Another reason you should really put an emphasis on planks is the fact that they're very back friendly, and it's arguably the best core exercise when it comes to directly hitting the core muscles without engaging the lower back and hips in a damaging way.
The plank puts far less strain on the lumbar region than the standard crunches. On top of that, planks also strengthen the back muscles, which is why they're associated with reduced back pain as well.
If you're familiar with the fact that in order to add strength and size you need to continually challenge the muscle with more resistance, then you might be wondering how to do that with the plank exercise. After all, there is no reps and no weights involved, so what can we do?
There are actually a few very simple ways that you can continuously (and indefinitely) make progress with planks.

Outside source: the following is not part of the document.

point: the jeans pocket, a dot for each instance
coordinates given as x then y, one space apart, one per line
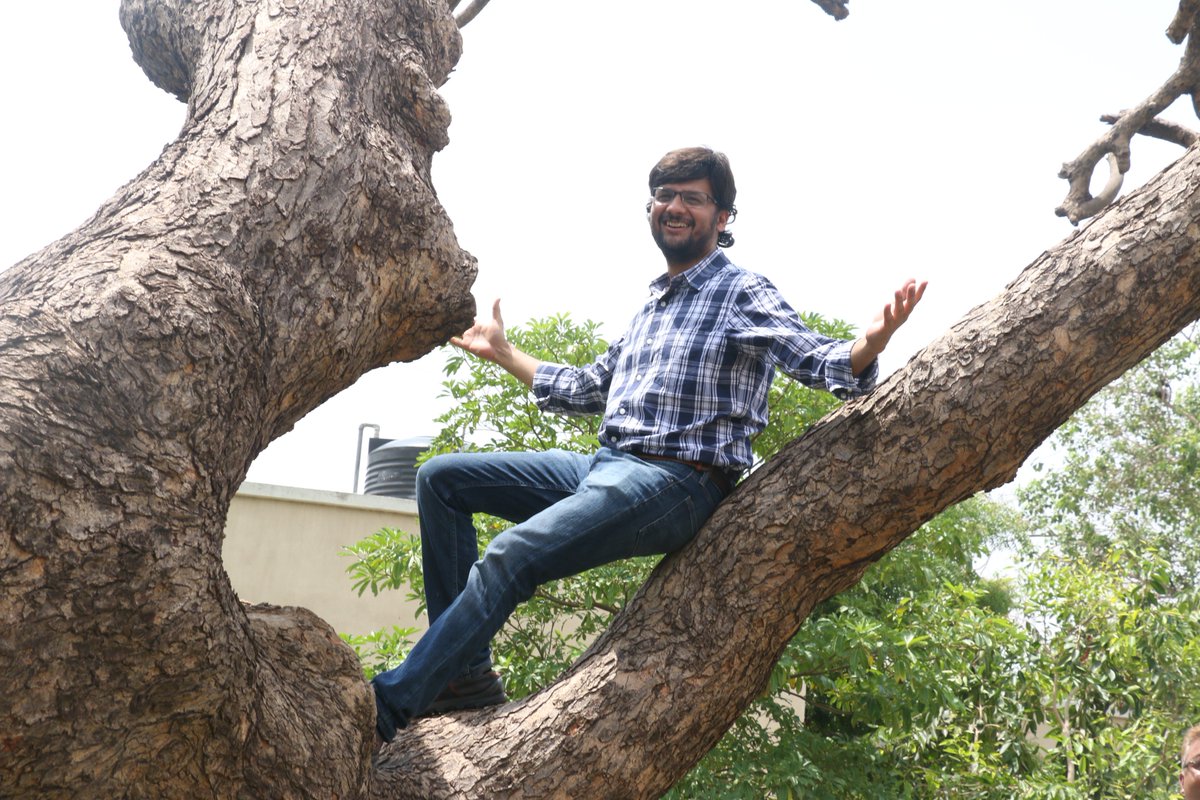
673 529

1. Duration - The simplest way that doesn't require any weight is to prolong your time in the plank position. If you started with 40 seconds, add 5 seconds every week until you can. After some time you'll stop progressing because it will become too difficult. And then you'll slowly build up resistance again, a few seconds at a time. it's just like any other progressive overload technique, and it works pretty well.
2. Weight - You can also use a heavy backpack to add more resistance. Another option is to put a plate or two on your back, although that will require someone else to do it for you.
3. Sets - Although you can't add reps, you can certainly add more sets and increase training volume that way.
All of these are feasible progressive overload options you can use alone or mix together to make the progress more enjoyable.
You might be wondering if there's any scenario in which you shouldn't be doing planks. The truth is that there are two scenarios.
First of all, you should avoid planks if you have high blood pressure. The position will make you red, sweating and increase your heartbeat significantly, especially if you're a bit on the heavy side. This is true for most isometric movements. If you suffer from high blood pressure, it's best to avoid them altogether.
The other situation in which you should not be doing planks is if you suffered a back or neck injury and are still recovering. The long-lasting tension produced by holding the plank position can aggravate a pre-existing injury, so consult your doctor before trying it.
If you don't have these two problems, you are more than likely a good candidate to reap the before mentioned benefits of doing planks.